RNA sequencing revealed differential gene expression between WT, unstimulated ChR2‐EYFP, and unstimulated ChR2‐only triceps surae (i.e., gastrocnemius and soleus) muscles. (A) Principal component analysis of gene expression shows clustering of WT (all cre‐negative ChR2‐only^fl/fl), ChR2‐EYFP, and ChR2‐only muscles. Shapes indicate different sequencing batches. Biological processes enriched in ChR2‐EYFP skeletal muscle compared with WT indicated (B) downregulation of metabolism, muscle contraction, and transmembrane transport‐related genes and (C) upregulation of inflammatory response and ECM related genes. (D–G) Gene expressions associated with enriched muscle contraction, gluconeogenesis, collagen catabolism biological processes, and transmembrane transport, respectively. n = 3 per group.

FIGURE 7

Presence of EYFP led to reduced HCN2 and FBP2 protein levels in gastrocnemius skeletal muscle.
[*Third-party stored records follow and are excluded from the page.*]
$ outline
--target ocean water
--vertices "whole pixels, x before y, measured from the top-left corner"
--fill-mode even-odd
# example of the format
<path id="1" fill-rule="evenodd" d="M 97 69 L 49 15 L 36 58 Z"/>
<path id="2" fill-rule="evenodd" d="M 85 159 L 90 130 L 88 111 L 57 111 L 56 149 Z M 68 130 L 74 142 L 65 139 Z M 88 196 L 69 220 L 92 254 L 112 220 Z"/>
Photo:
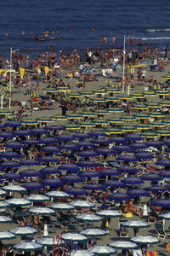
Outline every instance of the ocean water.
<path id="1" fill-rule="evenodd" d="M 123 44 L 123 36 L 131 37 L 138 47 L 143 44 L 163 51 L 170 43 L 170 4 L 168 0 L 6 0 L 1 2 L 0 54 L 9 56 L 10 47 L 37 57 L 55 45 L 71 53 L 74 48 L 82 52 L 90 48 L 110 48 L 112 35 Z M 95 27 L 94 32 L 92 27 Z M 60 30 L 42 42 L 34 37 L 44 30 Z M 73 32 L 70 32 L 73 30 Z M 21 35 L 21 31 L 26 32 Z M 30 34 L 32 32 L 33 34 Z M 8 37 L 5 37 L 5 32 Z M 100 38 L 107 43 L 100 44 Z M 127 48 L 129 41 L 127 40 Z"/>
Significantly reduced protein‐level expressions of (A) HCN2 in the ChR2‐EYFP muscle and (B) FBP2 in both ChR2‐EYFP and ChR2‐only muscles were observed, compared with ChR2‐only and WT muscles, respectively. (C) ACTN3 protein expression was significantly higher in ChR2‐only muscle compared with WT and ChR2‐EYFP muscles. Error bars denote means ± SD. WT group included n = 1 ChR2‐EYFP^fl/fl and n = 2 ChR2‐only^fl/fl mice (all cre‐negative).

FIGURE 8

Repeated bouts of optogenetic stimulation led to a more robust transcriptional response in ChR2‐only muscle compared with ChR2‐EYFP muscle. (A) Principal component analysis of gene expression. Shapes indicate different sequencing batches. Biological processes obtained from genes (B) downregulated and (C) upregulated in ChR2‐EYFP stimulated muscle and (D) downregulated and (E) upregulated in ChR2‐only stimulated muscle compared with unstimulated contralateral muscle. n = 3 per group.